うる覚え聖書の話・宗教戦争はなくならない

005   ムスリムだって多神教である?

またしてもテロが起こりました。過激な思想を抱いた えせムスリムたちが、日本人を含む外国人をスリランカで殺しまくったと言います。

宗教ってなんでこうなんだろうねえ。カゲキさに惹かれ、孤独感につけこむ人たちがいるからこうなるのだろうか。新宗教にハマる人の特徴に、居場所を見つけられたという人がいるって論説も見たことがあります。

さて、今回お話するのは、旧約聖書に見られる多神教の残滓(ざんし)です。
ご存じの方もおられるでしょうが、ムスリムはコーランのほかに、新約聖書、旧約聖書を聖典としております(コーランだけ、と言っている情報はえせムスリムたちの主張ですからご注意あれ)。その旧約聖書に記述されている認識は、アブラハムの子孫がムハンマドの先祖にあたるということで、ユダヤ人と中東の人たちは親戚にあたる、というのが基本的な認識です。

ところで意外なことに、一神教である、とされるユダヤ教とキリスト教、ムスリムの聖典の旧約聖書には、昔はかれらが多神教だったことを匂わせる記事が、しっかり載っているのです。
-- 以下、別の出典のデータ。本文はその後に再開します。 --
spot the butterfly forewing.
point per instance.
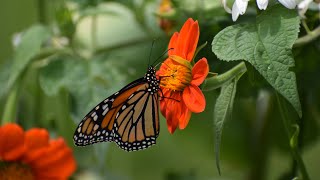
(129, 117)
(137, 122)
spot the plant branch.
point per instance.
(294, 149)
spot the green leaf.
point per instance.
(88, 82)
(294, 139)
(222, 111)
(266, 44)
(218, 81)
(29, 47)
(4, 76)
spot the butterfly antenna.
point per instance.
(162, 55)
(151, 51)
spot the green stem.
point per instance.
(125, 44)
(215, 82)
(10, 108)
(294, 149)
(311, 36)
(41, 11)
(94, 27)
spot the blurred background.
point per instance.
(91, 48)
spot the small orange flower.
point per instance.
(180, 81)
(32, 155)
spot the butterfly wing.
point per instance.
(136, 125)
(98, 124)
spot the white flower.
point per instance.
(290, 4)
(226, 8)
(239, 8)
(262, 4)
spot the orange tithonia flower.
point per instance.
(32, 155)
(179, 80)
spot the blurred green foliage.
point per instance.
(69, 55)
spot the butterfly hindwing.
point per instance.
(129, 117)
(137, 122)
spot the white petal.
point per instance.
(235, 12)
(226, 8)
(262, 4)
(241, 5)
(303, 7)
(290, 4)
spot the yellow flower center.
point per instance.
(14, 170)
(176, 77)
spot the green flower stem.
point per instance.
(10, 108)
(215, 82)
(312, 35)
(126, 44)
(94, 27)
(294, 149)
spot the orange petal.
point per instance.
(173, 43)
(36, 138)
(187, 40)
(171, 109)
(56, 161)
(182, 39)
(11, 142)
(192, 41)
(194, 98)
(200, 71)
(184, 117)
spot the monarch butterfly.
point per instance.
(129, 117)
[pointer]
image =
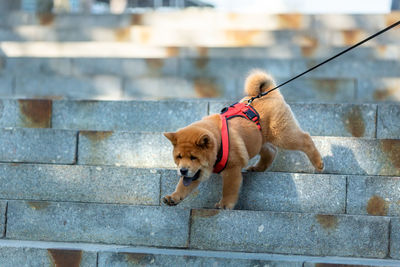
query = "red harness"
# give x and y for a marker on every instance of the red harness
(227, 113)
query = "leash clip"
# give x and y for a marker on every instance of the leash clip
(249, 102)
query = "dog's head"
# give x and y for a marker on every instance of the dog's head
(194, 152)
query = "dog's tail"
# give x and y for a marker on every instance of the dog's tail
(258, 82)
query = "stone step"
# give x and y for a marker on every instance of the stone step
(341, 80)
(246, 231)
(207, 36)
(359, 120)
(18, 253)
(268, 191)
(122, 50)
(202, 18)
(342, 155)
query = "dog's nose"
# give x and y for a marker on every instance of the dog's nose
(184, 171)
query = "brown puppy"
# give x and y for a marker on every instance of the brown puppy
(196, 146)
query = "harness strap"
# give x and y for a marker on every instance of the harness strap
(227, 113)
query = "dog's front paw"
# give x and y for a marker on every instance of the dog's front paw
(253, 169)
(171, 200)
(225, 205)
(320, 166)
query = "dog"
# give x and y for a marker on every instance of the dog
(196, 147)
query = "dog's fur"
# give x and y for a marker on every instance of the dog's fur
(196, 146)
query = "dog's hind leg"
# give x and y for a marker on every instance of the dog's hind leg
(299, 140)
(267, 156)
(232, 180)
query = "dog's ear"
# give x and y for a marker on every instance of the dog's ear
(171, 137)
(204, 141)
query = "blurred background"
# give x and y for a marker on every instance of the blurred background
(160, 49)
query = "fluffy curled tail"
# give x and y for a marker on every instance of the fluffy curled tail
(258, 82)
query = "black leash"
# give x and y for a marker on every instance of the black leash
(326, 61)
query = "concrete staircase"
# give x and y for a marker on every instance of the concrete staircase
(82, 179)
一番有名なのは創世記で、神が「われわれの姿に似せて」人を創ろう、と言う記事があり、これが多神教なのではという指摘があるんですね。

学者の説明では、「我々」と言うことで権威を示しているといいます。英語でも、エリザベス女王はIではなく、WEと言いますし、明治天皇は自分のことをわたし、と言わず朕(複数名詞)を使っていました。
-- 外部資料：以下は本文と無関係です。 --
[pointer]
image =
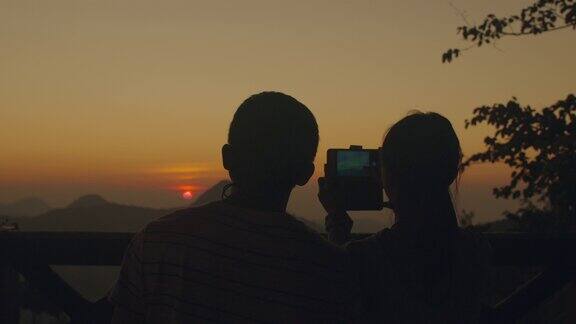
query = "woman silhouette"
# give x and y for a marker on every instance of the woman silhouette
(424, 269)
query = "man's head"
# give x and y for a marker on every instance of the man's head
(272, 143)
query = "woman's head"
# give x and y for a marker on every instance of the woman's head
(421, 158)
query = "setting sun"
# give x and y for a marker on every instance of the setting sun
(187, 195)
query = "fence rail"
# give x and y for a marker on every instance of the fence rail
(37, 250)
(104, 248)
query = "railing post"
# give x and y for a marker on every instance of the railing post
(9, 299)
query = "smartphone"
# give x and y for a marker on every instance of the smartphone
(356, 174)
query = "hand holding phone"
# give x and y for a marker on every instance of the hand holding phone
(354, 179)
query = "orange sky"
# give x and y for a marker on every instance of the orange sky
(132, 99)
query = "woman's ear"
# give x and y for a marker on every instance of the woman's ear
(305, 174)
(227, 157)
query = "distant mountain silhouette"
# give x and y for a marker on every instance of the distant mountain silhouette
(25, 207)
(92, 213)
(91, 200)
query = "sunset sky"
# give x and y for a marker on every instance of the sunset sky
(132, 99)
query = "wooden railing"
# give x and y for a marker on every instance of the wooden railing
(553, 253)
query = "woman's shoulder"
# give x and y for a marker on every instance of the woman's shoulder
(473, 246)
(368, 246)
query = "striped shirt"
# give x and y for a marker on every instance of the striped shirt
(221, 263)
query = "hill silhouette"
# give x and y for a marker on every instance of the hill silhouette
(92, 213)
(88, 201)
(25, 207)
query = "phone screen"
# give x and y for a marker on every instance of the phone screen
(350, 163)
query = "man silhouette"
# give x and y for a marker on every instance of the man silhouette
(242, 259)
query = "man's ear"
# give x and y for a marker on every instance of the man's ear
(227, 157)
(305, 174)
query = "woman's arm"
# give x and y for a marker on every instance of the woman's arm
(338, 227)
(337, 222)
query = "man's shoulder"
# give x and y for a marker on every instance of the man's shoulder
(186, 216)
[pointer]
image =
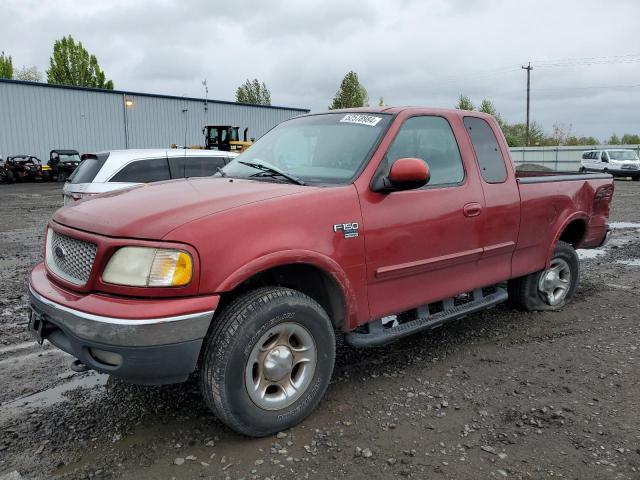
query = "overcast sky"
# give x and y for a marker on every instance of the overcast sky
(585, 53)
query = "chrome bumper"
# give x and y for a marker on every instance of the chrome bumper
(121, 331)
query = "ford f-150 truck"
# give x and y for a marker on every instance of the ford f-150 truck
(375, 223)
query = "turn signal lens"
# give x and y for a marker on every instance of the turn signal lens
(170, 268)
(149, 267)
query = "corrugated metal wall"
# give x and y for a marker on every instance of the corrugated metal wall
(36, 118)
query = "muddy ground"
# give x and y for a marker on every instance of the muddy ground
(500, 394)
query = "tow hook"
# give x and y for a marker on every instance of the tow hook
(78, 366)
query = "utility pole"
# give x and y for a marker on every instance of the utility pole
(528, 68)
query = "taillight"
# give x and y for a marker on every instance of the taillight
(602, 200)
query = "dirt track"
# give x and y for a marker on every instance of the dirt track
(500, 394)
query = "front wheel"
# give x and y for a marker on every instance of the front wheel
(548, 289)
(268, 361)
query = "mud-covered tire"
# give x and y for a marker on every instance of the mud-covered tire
(526, 293)
(230, 346)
そこのところで納得しない人は、申命記のどこかに、ギデオンが、
「わたしたちの先祖は多神教を信じていた」と言っているシーンがある、と主張していると言っているそうです(どこなんだろう? うる覚えなので堪忍ね(汗))

論理的に考えるなら、ムスリムの先祖も多神教を信じており、ムハンマドによって一神教に鞍替えしたことになります。実際、古代中東には、多神教を信じていたあとが残っています。

(精霊ジンなどが有名ですね)。

アラーはアラビア語では『神』、アラーのほかに神は無し、と主張することによって、ほかの神を意識する逆転の構図も見られたりします。

イエスも、律法でいちばん大事なのは、神を愛することと隣人を愛することだと主張しています。
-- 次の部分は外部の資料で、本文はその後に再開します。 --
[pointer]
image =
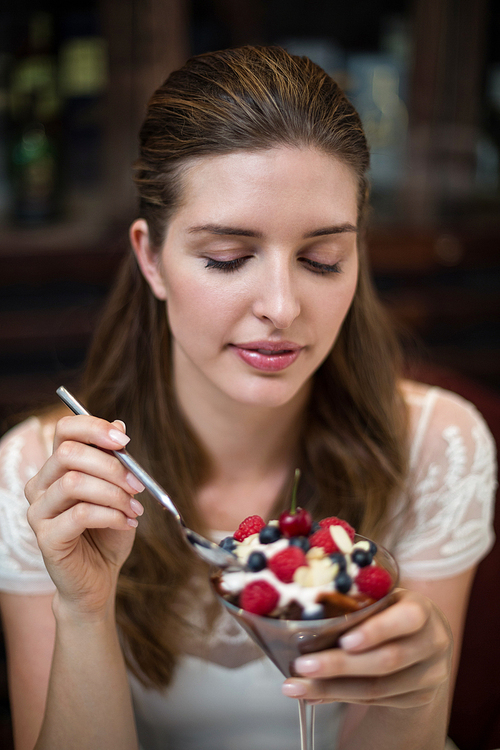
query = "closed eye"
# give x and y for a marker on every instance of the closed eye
(225, 265)
(321, 268)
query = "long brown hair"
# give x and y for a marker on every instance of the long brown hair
(353, 445)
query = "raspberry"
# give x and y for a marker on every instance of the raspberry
(373, 581)
(334, 521)
(251, 525)
(285, 563)
(259, 597)
(323, 538)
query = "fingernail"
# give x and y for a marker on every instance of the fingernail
(134, 482)
(307, 664)
(137, 507)
(351, 640)
(293, 689)
(119, 437)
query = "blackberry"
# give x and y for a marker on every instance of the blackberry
(362, 557)
(343, 582)
(269, 534)
(256, 561)
(229, 544)
(339, 558)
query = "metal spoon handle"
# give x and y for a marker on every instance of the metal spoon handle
(125, 458)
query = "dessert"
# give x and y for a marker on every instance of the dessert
(297, 570)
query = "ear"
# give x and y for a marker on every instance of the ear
(147, 258)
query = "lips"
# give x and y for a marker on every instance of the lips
(268, 356)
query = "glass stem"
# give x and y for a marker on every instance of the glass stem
(306, 718)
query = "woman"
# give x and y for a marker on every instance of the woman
(242, 340)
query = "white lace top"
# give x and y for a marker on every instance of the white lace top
(225, 696)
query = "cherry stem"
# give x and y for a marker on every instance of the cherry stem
(294, 492)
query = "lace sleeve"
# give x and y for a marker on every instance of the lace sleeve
(452, 487)
(23, 451)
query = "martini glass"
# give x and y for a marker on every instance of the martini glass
(284, 640)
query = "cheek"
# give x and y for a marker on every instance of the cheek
(201, 306)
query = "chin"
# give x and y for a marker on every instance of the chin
(267, 394)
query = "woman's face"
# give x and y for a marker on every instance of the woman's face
(258, 270)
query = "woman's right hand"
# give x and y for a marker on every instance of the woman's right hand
(83, 512)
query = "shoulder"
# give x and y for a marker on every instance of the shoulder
(23, 451)
(442, 421)
(451, 485)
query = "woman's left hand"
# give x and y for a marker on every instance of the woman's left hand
(398, 658)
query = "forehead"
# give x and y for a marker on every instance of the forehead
(303, 183)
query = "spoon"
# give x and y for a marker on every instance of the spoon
(209, 551)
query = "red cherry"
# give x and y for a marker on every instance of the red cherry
(295, 524)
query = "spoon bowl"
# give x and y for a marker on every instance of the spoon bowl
(206, 549)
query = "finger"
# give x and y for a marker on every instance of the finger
(91, 430)
(387, 659)
(407, 615)
(424, 677)
(75, 487)
(61, 533)
(72, 455)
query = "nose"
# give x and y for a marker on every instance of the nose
(277, 298)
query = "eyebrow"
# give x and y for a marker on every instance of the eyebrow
(220, 229)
このあたり、日本の感覚と違うんです(聖徳太子は、いちばん大事なのは『和』だと設定しましたっけね?)

なにごとも神中心の感覚は、英語にまで影響を与えており、

感情を表す動詞の語法―――surpriseなど感情動詞は「驚かせる」など『~させる』という意味になるんですが、その理由は、文化に宗教があるからです。

日本人の考えでは、だれかに好意や嫌悪などの感情を感じた瞬間、自分の心に何かが芽生えたような感覚になるのですが、英語圏の人は「神さまが自分に興味や感情を持たせた」とふだんからそういう感覚です。

『生まれたときから小指と小指が赤い糸で……』云々みたいなこと、聞いたことありませんか。ひたすら他者が「~させる」「させる!」という意味を持ちます。

そういう感覚を持ってない日本人の大多数が、英語が苦手なのは当然でしょう。